Who's Using Chat Bots?

Chat bots may still be exclusively for early adopters but they are slowly gaining momentum and the results appear encouraging. 

Of the 30 million individuals that interacted with one of the 6,000 bots developed using the SnatchBot platform in 2017, just 11.8 percent abandoned their session (14 percent opted to escalate to a human-based chat) and the average bot session length was one minute and 32 seconds. Perhaps most interesting in the analysis was that in 80 percent of bot sessions the user wrote "Thank You" indicating at least some level of satisfaction. 

Snatchbot, which only launched in May of this year is being used by some rather notable brands including Accenture, Uber and Vodafone. 
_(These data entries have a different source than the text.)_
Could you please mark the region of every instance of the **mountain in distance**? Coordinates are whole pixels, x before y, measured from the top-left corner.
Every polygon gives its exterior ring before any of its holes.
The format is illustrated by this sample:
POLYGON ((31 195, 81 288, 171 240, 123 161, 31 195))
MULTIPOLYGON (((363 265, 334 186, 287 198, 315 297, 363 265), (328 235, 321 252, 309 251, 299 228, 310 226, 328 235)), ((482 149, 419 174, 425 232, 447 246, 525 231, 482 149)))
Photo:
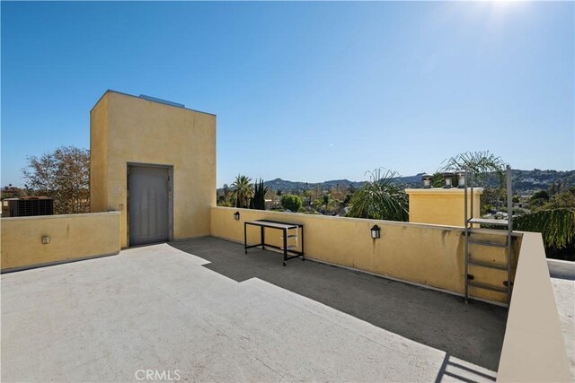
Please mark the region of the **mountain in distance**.
MULTIPOLYGON (((541 170, 535 169, 533 170, 511 170, 513 178, 513 192, 514 193, 533 193, 537 190, 546 189, 549 184, 561 182, 564 187, 575 187, 575 170, 541 170)), ((414 176, 399 177, 396 182, 404 185, 406 187, 421 187, 421 176, 419 173, 414 176)), ((353 187, 356 189, 361 187, 366 181, 350 181, 349 179, 332 179, 323 182, 300 182, 288 181, 286 179, 276 178, 265 181, 264 185, 274 190, 279 190, 282 193, 302 192, 303 190, 321 187, 323 190, 329 190, 332 187, 337 187, 345 185, 347 187, 353 187)), ((499 186, 497 177, 491 176, 488 179, 490 187, 496 187, 499 186)), ((222 189, 219 189, 222 190, 222 189)))

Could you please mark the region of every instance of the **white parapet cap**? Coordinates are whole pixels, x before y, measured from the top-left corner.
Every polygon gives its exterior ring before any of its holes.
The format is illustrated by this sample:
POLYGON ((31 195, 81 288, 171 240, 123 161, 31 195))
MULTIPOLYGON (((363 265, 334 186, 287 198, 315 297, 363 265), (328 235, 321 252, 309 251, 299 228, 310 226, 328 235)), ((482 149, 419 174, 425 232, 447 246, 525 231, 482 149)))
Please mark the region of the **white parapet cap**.
MULTIPOLYGON (((405 193, 407 194, 438 194, 438 195, 457 195, 464 194, 465 192, 464 188, 459 187, 450 187, 450 188, 443 188, 443 187, 431 187, 429 189, 425 188, 417 188, 417 189, 405 189, 405 193)), ((467 192, 471 195, 471 188, 467 187, 467 192)), ((473 187, 473 194, 481 195, 483 193, 483 187, 473 187)))

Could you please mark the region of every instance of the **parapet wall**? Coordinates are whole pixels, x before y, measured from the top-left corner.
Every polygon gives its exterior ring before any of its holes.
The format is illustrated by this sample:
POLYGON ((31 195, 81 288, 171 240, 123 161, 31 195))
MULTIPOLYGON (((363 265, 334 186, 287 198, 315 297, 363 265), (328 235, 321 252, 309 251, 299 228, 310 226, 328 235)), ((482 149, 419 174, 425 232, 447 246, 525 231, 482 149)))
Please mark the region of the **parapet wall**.
MULTIPOLYGON (((268 219, 303 223, 305 252, 310 258, 464 293, 463 228, 226 207, 213 207, 211 212, 214 237, 243 242, 245 221, 268 219), (240 213, 239 221, 234 220, 235 212, 240 213), (381 228, 378 239, 370 236, 374 224, 381 228)), ((266 229, 265 236, 267 242, 280 246, 279 231, 266 229)), ((259 239, 259 229, 249 226, 248 242, 257 243, 259 239)), ((483 248, 476 250, 477 259, 504 262, 500 248, 483 248)), ((518 241, 515 241, 514 248, 518 254, 518 241)), ((499 270, 478 268, 473 273, 477 280, 492 285, 503 286, 507 279, 507 272, 499 270)), ((472 289, 471 294, 506 302, 505 295, 498 292, 472 289)))
POLYGON ((0 232, 2 272, 119 252, 118 212, 2 218, 0 232))
POLYGON ((540 233, 523 233, 497 380, 572 381, 540 233))

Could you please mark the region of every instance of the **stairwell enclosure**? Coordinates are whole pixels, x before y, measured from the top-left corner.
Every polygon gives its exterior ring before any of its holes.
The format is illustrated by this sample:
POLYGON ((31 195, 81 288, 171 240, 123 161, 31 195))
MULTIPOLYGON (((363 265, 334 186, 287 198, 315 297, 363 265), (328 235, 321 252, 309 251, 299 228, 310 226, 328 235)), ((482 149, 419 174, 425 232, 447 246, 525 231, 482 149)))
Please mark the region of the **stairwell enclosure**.
POLYGON ((172 233, 210 233, 216 205, 216 116, 107 91, 90 112, 92 212, 120 212, 121 247, 128 245, 128 167, 173 170, 172 233))

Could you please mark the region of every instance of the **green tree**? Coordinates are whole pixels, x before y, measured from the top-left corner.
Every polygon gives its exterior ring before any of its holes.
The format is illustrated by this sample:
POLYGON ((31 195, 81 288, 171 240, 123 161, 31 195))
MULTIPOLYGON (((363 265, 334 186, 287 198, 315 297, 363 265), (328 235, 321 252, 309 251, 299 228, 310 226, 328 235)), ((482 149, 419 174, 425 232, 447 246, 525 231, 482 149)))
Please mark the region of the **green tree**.
POLYGON ((90 151, 60 146, 40 157, 28 157, 22 170, 26 188, 54 199, 54 213, 73 214, 90 211, 90 151))
POLYGON ((232 184, 234 191, 232 193, 235 199, 235 207, 247 208, 250 198, 253 196, 253 185, 251 183, 252 178, 247 176, 239 175, 232 184))
POLYGON ((281 207, 291 212, 299 212, 304 202, 301 197, 292 194, 285 194, 281 196, 281 207))
POLYGON ((348 216, 408 221, 408 196, 402 186, 396 183, 397 173, 376 169, 366 174, 370 179, 351 197, 348 216))
POLYGON ((564 248, 575 243, 575 210, 540 210, 513 219, 513 227, 521 231, 537 231, 546 248, 564 248))
POLYGON ((478 185, 484 183, 490 174, 495 174, 500 179, 501 187, 505 180, 505 166, 501 157, 485 152, 465 152, 443 161, 445 166, 439 171, 456 171, 469 169, 473 172, 478 185))

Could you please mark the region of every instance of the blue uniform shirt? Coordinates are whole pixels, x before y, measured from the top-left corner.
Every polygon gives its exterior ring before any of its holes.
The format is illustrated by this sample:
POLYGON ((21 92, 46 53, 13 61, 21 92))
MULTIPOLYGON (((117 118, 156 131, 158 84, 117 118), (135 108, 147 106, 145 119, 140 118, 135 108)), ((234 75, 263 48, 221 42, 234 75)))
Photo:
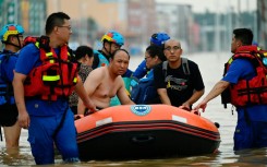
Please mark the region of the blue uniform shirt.
MULTIPOLYGON (((56 49, 56 52, 58 53, 59 49, 56 49)), ((35 67, 40 64, 39 49, 34 44, 28 44, 20 51, 15 71, 27 75, 35 67)), ((26 98, 26 109, 28 114, 33 116, 56 116, 58 114, 63 114, 68 107, 69 104, 66 99, 50 102, 38 98, 26 98)))
MULTIPOLYGON (((231 63, 222 81, 230 82, 231 84, 236 84, 240 79, 250 80, 253 76, 255 76, 255 70, 252 63, 248 60, 235 59, 231 63)), ((245 109, 252 121, 266 121, 267 122, 267 105, 255 105, 255 106, 246 107, 245 109)), ((238 117, 243 118, 244 109, 236 108, 236 110, 239 112, 238 117)))

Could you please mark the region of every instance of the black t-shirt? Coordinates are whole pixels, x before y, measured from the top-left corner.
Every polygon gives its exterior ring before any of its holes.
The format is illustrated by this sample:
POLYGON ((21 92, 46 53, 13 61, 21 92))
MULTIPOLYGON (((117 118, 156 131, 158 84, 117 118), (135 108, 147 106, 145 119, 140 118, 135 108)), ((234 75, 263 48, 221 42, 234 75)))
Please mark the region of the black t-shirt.
POLYGON ((172 106, 181 106, 194 93, 202 91, 204 82, 198 65, 189 60, 190 75, 184 74, 182 65, 171 69, 167 65, 167 72, 162 70, 162 63, 154 68, 154 82, 156 88, 167 88, 172 106))

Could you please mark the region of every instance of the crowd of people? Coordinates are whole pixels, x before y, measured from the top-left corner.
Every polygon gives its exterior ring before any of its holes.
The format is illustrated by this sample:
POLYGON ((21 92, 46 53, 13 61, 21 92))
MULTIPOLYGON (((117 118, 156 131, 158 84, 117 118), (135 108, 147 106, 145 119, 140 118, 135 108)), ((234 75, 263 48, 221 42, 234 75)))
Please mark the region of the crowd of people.
POLYGON ((46 34, 25 43, 21 25, 8 24, 0 32, 4 45, 0 52, 0 126, 7 148, 19 147, 24 128, 37 165, 54 163, 54 146, 65 163, 76 163, 75 115, 135 104, 204 111, 209 100, 226 92, 223 98, 231 99, 239 114, 234 151, 267 146, 267 72, 259 72, 262 62, 253 53, 258 48, 252 45, 251 29, 233 31, 233 56, 223 77, 193 107, 205 85, 197 63, 182 56, 178 39, 162 32, 153 34, 144 60, 131 71, 122 34, 107 32, 100 50, 89 46, 71 50, 70 20, 63 12, 50 14, 46 34))

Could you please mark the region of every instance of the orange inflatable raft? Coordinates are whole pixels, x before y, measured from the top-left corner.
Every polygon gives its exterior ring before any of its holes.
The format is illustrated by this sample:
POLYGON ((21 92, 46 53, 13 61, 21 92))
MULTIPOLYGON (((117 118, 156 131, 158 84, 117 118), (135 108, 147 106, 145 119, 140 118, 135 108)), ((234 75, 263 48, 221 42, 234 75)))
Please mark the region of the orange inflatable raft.
POLYGON ((75 120, 82 160, 165 158, 215 153, 218 126, 168 105, 126 105, 75 120))

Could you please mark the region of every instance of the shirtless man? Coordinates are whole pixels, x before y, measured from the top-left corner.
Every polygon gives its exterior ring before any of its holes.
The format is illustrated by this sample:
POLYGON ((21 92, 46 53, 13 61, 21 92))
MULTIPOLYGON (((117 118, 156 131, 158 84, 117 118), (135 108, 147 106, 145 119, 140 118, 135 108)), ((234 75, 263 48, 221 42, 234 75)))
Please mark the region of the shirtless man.
MULTIPOLYGON (((117 50, 110 57, 110 64, 93 70, 85 80, 87 95, 98 109, 109 107, 110 99, 118 96, 122 105, 135 105, 126 95, 121 77, 128 70, 130 55, 124 49, 117 50)), ((78 99, 77 114, 84 115, 85 106, 78 99)))

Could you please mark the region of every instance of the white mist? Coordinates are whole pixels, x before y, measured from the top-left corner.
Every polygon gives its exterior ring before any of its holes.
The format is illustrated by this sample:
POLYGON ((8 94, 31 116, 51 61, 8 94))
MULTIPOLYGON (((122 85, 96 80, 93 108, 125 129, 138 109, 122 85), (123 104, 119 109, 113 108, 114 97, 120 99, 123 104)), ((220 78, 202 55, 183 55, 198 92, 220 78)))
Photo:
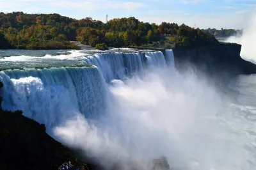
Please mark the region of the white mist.
POLYGON ((254 169, 229 100, 205 77, 155 70, 111 84, 108 114, 67 120, 55 128, 61 141, 109 169, 148 169, 161 156, 173 169, 254 169))

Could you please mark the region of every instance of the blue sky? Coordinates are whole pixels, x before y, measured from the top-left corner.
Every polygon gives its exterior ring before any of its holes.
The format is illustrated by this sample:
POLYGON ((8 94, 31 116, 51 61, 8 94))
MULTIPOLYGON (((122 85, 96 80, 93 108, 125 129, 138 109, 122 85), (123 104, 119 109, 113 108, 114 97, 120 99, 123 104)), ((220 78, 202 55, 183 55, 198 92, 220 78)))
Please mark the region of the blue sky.
POLYGON ((184 23, 200 28, 243 28, 256 0, 0 0, 0 11, 58 13, 105 20, 133 16, 140 20, 184 23))

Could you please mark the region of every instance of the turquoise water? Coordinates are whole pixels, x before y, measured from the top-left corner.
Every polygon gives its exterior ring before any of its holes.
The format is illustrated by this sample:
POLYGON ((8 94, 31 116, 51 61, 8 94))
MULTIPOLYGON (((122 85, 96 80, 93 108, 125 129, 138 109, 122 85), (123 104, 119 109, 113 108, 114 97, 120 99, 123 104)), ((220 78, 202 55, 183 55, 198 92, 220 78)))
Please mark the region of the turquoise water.
POLYGON ((255 169, 256 75, 230 79, 225 93, 176 72, 172 50, 143 52, 1 51, 3 68, 94 65, 1 71, 2 107, 106 167, 149 169, 164 155, 177 170, 255 169))

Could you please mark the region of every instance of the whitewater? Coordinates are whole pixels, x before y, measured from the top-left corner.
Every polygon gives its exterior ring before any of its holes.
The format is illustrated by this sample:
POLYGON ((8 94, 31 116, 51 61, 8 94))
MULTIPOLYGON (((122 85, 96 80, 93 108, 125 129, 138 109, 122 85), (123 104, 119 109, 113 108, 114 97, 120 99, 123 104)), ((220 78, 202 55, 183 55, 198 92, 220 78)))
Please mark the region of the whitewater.
MULTIPOLYGON (((177 72, 172 50, 45 56, 87 66, 0 72, 3 109, 23 111, 104 169, 148 169, 163 156, 172 169, 255 169, 254 77, 230 81, 233 98, 206 76, 177 72)), ((10 57, 0 60, 17 62, 10 57)))

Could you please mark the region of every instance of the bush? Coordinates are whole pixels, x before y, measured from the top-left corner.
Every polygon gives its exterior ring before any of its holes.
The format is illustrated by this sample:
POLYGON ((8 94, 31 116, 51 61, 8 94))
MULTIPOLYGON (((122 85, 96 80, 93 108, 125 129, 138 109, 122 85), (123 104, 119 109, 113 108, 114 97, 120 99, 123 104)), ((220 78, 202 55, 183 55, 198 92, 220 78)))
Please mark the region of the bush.
POLYGON ((95 49, 100 50, 108 50, 108 47, 106 43, 97 43, 95 45, 95 49))

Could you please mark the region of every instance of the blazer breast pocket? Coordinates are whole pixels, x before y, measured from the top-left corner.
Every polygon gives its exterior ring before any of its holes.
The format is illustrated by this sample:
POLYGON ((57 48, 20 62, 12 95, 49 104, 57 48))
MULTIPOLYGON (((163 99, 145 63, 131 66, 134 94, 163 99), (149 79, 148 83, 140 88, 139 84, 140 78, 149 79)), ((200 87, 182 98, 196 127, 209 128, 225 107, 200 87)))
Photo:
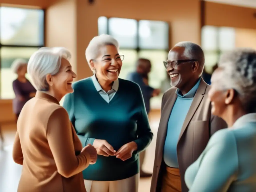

Users of the platform, which does not require any coding experience/familiarity, also have access to some 50 pre-built bot templates (within the SnatchBot store) that support many channels including Facebook Messenger, SnatchApp, Slack, Skype, SMS, email and Web channels, and soon Telegram, Viber, Line, WeChat, Microsoft Team, Cisco Spark and Amazon Chime.

SnatchBot's Natural Language Processing (NLP) algorithm is interesting as it utilizes a two-fold approach with Fundamental Meaning and Machine Learning capabilities. The result? Bot developed on the platform can "learn" and be trained, and recognize intent by way of context or text patterns from the user.